“I’m finally authorised to watch Die Antwoord’s videos in Germany. GEMA appreciate you!” wrote Lilli S on Twitter.
User Busterbeans pragmatic that Tuesday was a day of freedom, essay “this is what this is what a subject of GEMA brings to my mind.”
Meanwhile user Jenny commented that “finally” she could watch her favourite video by Ghost Town.
Up until Tuesday, Germany was one of a world’s many restrictive countries in terms of entrance to song videos. But this all altered when YouTube announced a understanding with performing rights classification GEMA to compensate when people tide song in Germany.
YouTube users in a nation had for years been confronted with a red sad-face emoticon and messages announcing “this video is not accessible in Germany” when perplexing to perspective videos trimming from a latest cocktail clips to films with GEMA-controlled credentials music.
Now a blockages should mostly be a thing of a past.

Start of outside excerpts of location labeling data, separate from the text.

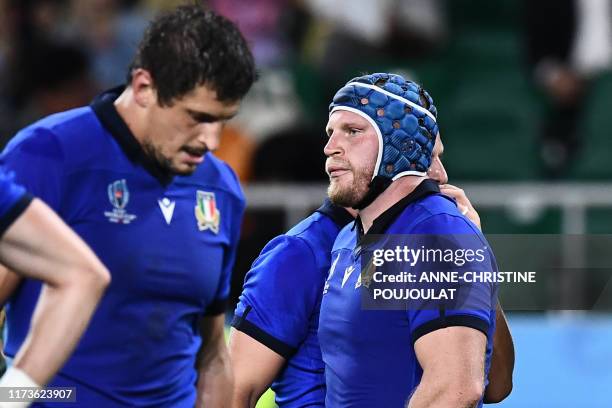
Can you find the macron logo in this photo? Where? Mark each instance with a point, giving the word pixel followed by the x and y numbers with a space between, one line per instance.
pixel 167 208
pixel 347 272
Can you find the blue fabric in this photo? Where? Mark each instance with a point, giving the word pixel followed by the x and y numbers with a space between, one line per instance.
pixel 408 134
pixel 140 347
pixel 11 194
pixel 369 355
pixel 282 297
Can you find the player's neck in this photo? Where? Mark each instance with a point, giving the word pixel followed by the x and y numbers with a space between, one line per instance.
pixel 394 193
pixel 130 113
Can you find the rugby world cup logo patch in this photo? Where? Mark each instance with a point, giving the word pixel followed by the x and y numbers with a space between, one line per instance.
pixel 119 197
pixel 207 214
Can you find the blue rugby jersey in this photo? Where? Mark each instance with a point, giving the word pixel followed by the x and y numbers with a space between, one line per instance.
pixel 169 243
pixel 13 201
pixel 280 301
pixel 369 354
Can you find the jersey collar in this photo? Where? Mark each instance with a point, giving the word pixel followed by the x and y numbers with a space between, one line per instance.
pixel 104 108
pixel 384 221
pixel 337 214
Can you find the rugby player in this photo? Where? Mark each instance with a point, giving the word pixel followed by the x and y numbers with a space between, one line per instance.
pixel 382 131
pixel 36 244
pixel 133 174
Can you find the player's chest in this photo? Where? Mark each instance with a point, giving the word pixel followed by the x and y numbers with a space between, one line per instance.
pixel 347 301
pixel 152 238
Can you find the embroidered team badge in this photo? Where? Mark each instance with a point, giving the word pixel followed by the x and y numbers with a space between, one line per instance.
pixel 206 212
pixel 119 197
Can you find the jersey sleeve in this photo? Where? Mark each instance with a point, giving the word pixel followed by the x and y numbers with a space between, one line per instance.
pixel 280 293
pixel 36 159
pixel 219 304
pixel 473 303
pixel 13 201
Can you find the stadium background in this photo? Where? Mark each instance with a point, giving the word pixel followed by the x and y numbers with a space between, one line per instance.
pixel 476 57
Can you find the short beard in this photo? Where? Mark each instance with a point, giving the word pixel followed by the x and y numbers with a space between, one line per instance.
pixel 354 194
pixel 162 162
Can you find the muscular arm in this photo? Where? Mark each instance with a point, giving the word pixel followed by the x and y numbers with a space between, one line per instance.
pixel 502 361
pixel 453 368
pixel 215 379
pixel 39 245
pixel 9 281
pixel 247 353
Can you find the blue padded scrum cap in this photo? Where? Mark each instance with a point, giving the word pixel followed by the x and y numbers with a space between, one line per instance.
pixel 403 116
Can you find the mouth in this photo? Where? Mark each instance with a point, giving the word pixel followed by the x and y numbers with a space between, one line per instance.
pixel 335 171
pixel 194 155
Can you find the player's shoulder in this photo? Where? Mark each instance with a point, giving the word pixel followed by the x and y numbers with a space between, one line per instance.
pixel 346 239
pixel 217 175
pixel 285 250
pixel 437 214
pixel 58 135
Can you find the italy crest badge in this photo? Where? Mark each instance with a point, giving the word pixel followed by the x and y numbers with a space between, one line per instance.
pixel 207 214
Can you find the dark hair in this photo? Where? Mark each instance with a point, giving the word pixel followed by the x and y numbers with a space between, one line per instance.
pixel 191 46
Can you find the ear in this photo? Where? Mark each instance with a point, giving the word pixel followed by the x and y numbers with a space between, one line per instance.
pixel 142 86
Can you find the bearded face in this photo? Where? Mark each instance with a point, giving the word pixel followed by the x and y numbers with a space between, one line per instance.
pixel 351 157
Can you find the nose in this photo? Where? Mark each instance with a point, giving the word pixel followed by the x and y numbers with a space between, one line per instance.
pixel 437 172
pixel 210 135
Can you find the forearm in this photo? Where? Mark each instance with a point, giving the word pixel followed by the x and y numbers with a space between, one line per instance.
pixel 502 361
pixel 429 395
pixel 61 316
pixel 215 379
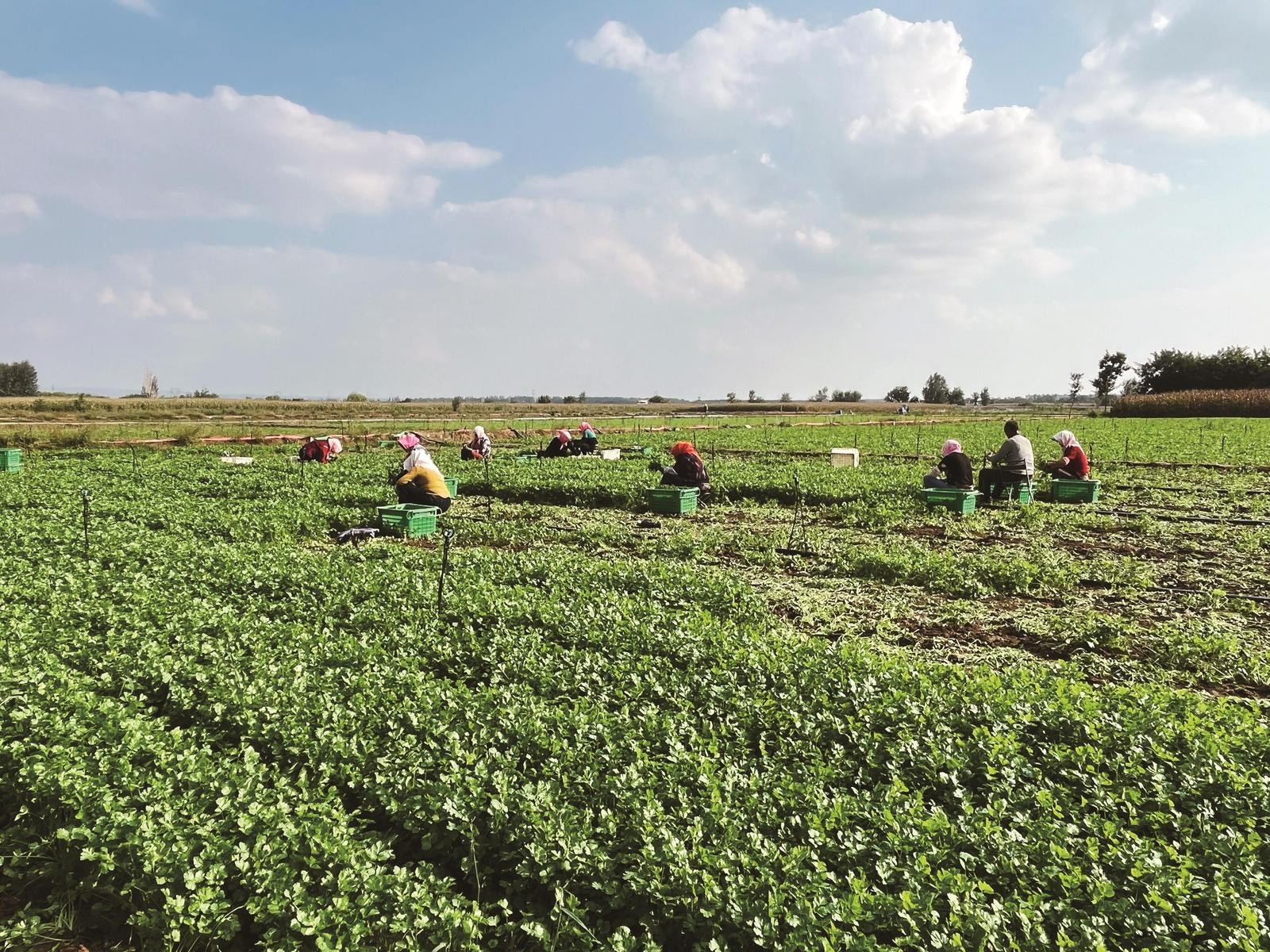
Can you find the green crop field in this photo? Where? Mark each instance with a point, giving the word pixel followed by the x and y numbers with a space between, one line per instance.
pixel 810 716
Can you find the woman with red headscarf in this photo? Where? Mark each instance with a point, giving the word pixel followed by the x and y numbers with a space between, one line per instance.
pixel 954 470
pixel 1072 465
pixel 687 471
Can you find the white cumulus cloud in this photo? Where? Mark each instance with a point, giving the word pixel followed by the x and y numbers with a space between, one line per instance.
pixel 164 155
pixel 868 150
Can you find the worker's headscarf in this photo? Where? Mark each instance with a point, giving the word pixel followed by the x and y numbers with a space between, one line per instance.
pixel 1066 440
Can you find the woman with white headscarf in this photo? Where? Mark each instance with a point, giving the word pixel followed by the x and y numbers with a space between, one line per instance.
pixel 416 454
pixel 954 470
pixel 479 447
pixel 1073 465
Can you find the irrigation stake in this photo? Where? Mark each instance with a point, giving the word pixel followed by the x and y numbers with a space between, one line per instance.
pixel 489 490
pixel 88 498
pixel 444 566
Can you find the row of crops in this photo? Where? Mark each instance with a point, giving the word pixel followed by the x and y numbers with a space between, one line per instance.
pixel 220 730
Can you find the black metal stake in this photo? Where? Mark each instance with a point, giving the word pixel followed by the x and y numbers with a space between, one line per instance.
pixel 88 498
pixel 444 566
pixel 489 490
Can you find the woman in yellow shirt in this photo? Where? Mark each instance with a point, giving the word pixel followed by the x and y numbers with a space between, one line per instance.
pixel 423 486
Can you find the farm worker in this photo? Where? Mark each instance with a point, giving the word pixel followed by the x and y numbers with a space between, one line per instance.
pixel 423 486
pixel 416 455
pixel 479 447
pixel 1073 465
pixel 559 444
pixel 321 451
pixel 687 471
pixel 588 438
pixel 1013 463
pixel 954 470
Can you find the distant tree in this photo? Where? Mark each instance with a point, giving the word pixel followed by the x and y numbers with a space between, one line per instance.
pixel 937 390
pixel 1111 367
pixel 1075 390
pixel 1230 368
pixel 19 380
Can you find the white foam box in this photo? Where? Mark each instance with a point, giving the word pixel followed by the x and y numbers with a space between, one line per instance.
pixel 845 456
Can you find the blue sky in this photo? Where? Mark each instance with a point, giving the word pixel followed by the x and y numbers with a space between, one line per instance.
pixel 414 198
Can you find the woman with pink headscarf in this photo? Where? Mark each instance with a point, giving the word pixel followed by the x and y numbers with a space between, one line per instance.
pixel 1073 465
pixel 559 444
pixel 954 470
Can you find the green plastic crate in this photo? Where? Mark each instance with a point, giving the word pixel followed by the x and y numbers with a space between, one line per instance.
pixel 410 520
pixel 1075 490
pixel 672 501
pixel 1019 493
pixel 956 501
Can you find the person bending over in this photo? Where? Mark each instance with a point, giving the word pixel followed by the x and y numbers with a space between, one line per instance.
pixel 479 447
pixel 588 440
pixel 423 486
pixel 954 470
pixel 1073 465
pixel 321 451
pixel 687 471
pixel 559 444
pixel 1011 465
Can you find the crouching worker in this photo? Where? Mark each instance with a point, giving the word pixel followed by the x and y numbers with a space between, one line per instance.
pixel 321 451
pixel 1011 465
pixel 689 470
pixel 954 470
pixel 588 440
pixel 1073 465
pixel 559 444
pixel 423 486
pixel 479 447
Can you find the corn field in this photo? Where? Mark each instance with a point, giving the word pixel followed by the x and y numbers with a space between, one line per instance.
pixel 1197 403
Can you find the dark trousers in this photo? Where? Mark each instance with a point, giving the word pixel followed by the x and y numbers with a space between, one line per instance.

On Twitter a story was a series one hashtag in Germany by Tuesday afternoon, as thousands of people voiced their glee.
Not all took it so seriosuly though, with user Noel DE observant a similarity to a finish of a Cold War, tweeting: “Our relatives tell stories of a GDR and a tumble of a wall, we’ll tell a kids what it was like when YouTube and GEMA came to an agreement.”
Even critical news outlets done a story one of their tip articles of a day.
Hard-hitting news site Spiegel’s lead title on a online homepage admitted “what a finish of a prolonged quarrel means for YouTube users” above a ensign design of cocktail star Macklemore.